Search code examples
kerasnlptokenizestemminglemmatization

Does keras-tokenizer perform the task of lemmatization and stemming?


Does keras tokenizer provide the functions such as stemming and lemmetization? If it does, then how is it done? Need an intuitive understanding. Also, what does text_to_sequence do in that?


Solution

  • There might be some confusion what a tokenizer does respectively what tokenization is. Tokenization splits a string into smaller entities such as words or single characters. Therefore, these are also referred to as tokens. Wikipedia provides a nice example:

    The quick brown fox jumps over the lazy dog becomes:

    <sentence>
      <word>The</word>
      <word>quick</word>
      ...
      <word>dog</word>
    </sentence>
    

    Lemmatization (grouping together the inflected forms of a word -> link) or stemming (process of reducing inflected (or sometimes derived) words to their word stem -> link) is something you do during preprocessing. Tokenization can be a part of a preprocessing process before or after (or both) lemmatization and stemming.

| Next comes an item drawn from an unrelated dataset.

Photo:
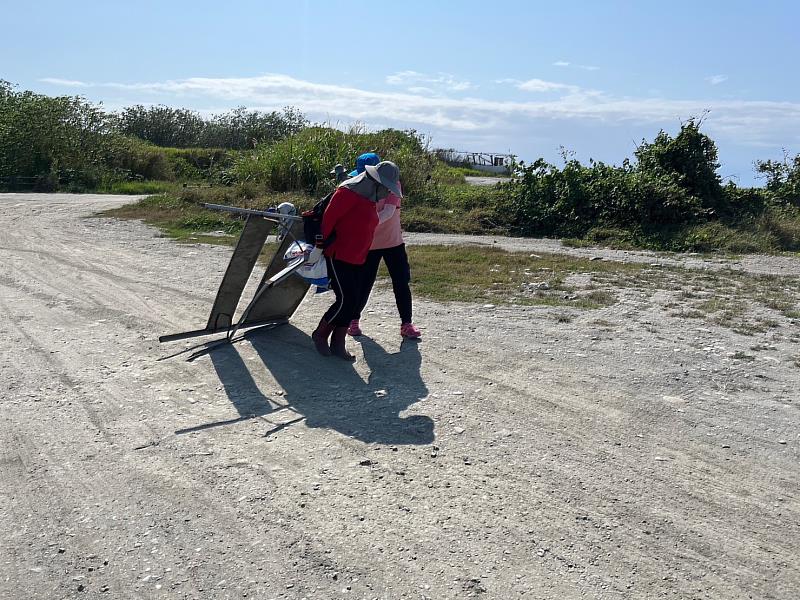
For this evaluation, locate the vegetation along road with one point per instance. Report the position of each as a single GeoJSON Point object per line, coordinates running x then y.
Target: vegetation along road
{"type": "Point", "coordinates": [615, 428]}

    Anyhow, Keras is no framework for fully fletched text-preprocessing. Hence, you feed already cleaned, lemmatized etc. data into Keras. Regarding your first question: No, Keras does not provide such functionallity like lemmatization or stemming.

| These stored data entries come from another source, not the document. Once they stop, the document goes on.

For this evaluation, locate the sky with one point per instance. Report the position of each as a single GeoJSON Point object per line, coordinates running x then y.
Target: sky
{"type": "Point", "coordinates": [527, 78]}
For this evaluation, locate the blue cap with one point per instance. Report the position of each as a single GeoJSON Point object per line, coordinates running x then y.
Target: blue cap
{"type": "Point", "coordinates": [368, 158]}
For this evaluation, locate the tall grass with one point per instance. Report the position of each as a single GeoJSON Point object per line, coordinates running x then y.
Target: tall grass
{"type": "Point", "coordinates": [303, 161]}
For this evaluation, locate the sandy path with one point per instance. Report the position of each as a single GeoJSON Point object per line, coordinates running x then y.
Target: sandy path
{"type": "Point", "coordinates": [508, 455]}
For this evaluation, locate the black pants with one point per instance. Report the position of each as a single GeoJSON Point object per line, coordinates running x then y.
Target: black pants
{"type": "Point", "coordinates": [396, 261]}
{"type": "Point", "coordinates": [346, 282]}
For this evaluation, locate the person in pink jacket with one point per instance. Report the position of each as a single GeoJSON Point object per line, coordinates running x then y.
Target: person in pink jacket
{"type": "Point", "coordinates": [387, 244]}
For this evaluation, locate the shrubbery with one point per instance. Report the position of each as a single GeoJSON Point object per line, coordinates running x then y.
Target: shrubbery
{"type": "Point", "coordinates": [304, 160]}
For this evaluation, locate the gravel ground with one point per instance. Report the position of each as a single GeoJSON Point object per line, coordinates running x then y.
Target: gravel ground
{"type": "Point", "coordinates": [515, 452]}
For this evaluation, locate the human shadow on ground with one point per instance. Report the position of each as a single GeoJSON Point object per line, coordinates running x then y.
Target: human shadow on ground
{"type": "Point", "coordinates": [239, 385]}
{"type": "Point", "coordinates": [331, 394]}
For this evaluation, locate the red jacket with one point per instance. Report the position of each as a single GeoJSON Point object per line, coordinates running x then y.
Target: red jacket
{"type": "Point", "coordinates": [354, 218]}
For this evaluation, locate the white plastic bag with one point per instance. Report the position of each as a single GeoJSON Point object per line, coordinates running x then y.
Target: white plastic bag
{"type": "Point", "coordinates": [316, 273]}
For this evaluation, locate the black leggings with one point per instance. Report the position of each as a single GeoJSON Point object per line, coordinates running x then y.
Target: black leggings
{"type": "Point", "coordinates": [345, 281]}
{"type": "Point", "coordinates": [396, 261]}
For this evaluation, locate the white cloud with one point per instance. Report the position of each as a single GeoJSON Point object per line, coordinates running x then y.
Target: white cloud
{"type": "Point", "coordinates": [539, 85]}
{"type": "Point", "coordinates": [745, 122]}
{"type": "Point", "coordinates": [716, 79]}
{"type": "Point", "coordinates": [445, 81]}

    What Keras understands under Text preprocessing like here in the docs is the functionallity to prepare data in order to be fed to a Keras-model (like a Sequential model). This is for example why the Keras-Tokenizer does this:

    This class allows to vectorize a text corpus, by turning each text into either a sequence of integers (each integer being the index of a token in a dictionary) or into a vector where the coefficient for each token could be binary, based on word count, based on tf-idf...

    By for example vectorizing your input strings and transforming them into numeric data you can feed them as input to a, in case of Keras, neural network.

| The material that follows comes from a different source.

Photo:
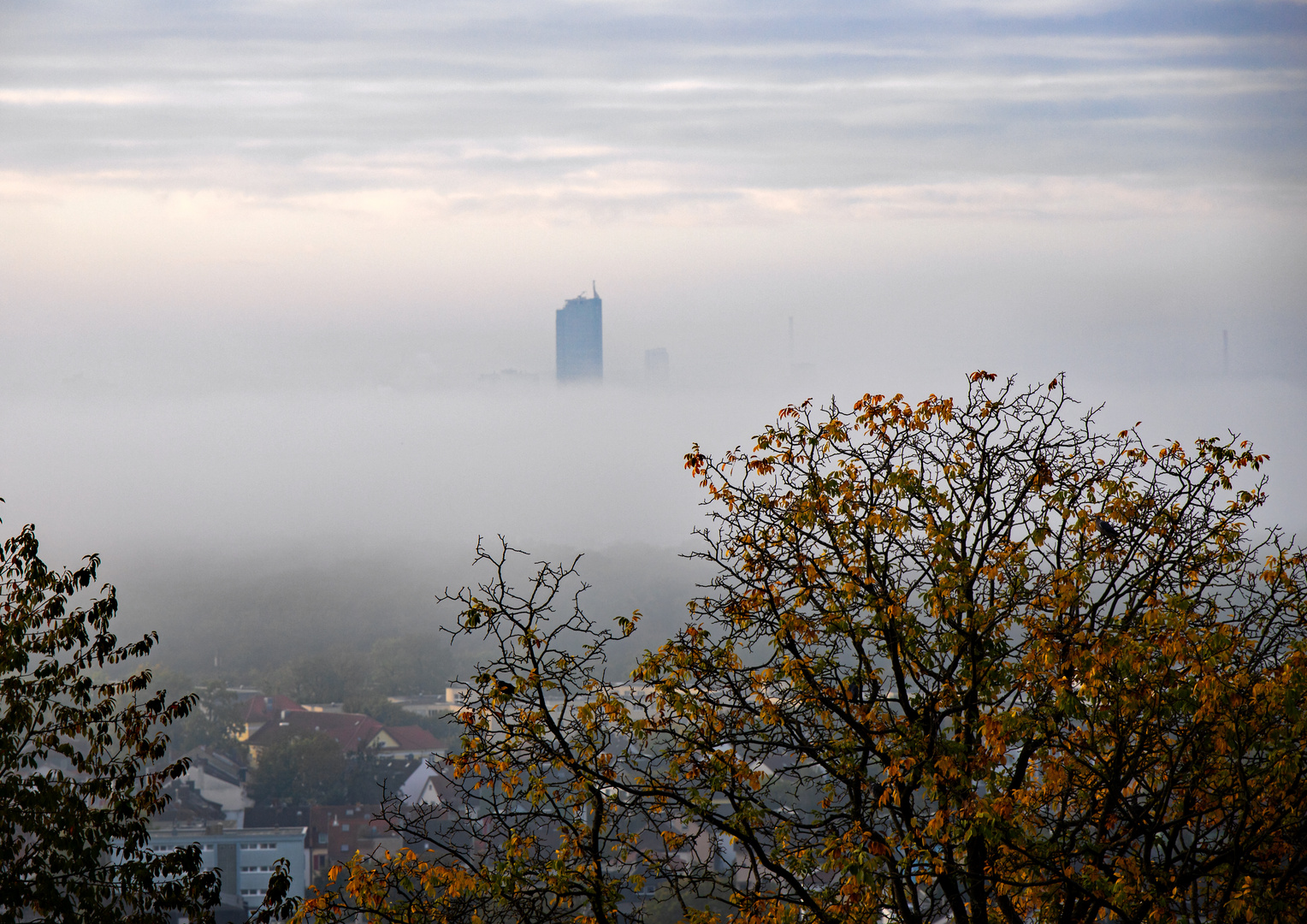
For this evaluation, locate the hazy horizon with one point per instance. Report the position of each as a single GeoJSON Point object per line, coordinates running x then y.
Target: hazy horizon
{"type": "Point", "coordinates": [262, 262]}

    What text_to_sequence means can be extracted from this: [...]sequence of integers (each integer being the index of a token in a dictionary)[...]. This means that your former strings can afterwards be a sequence (e.g. array) of numeric integers instead of actual words.

    Regarding this you should also take a look on what Keras Sequential models are (e.g. here) since they take seuqences as input.

    Additionally, text_to_word_sequence() (docs) also provides such tokenization, but does not vectorize your data into numeric vectors and returns an array of your tokenized strings.

    Converts a text to a sequence of words (or tokens).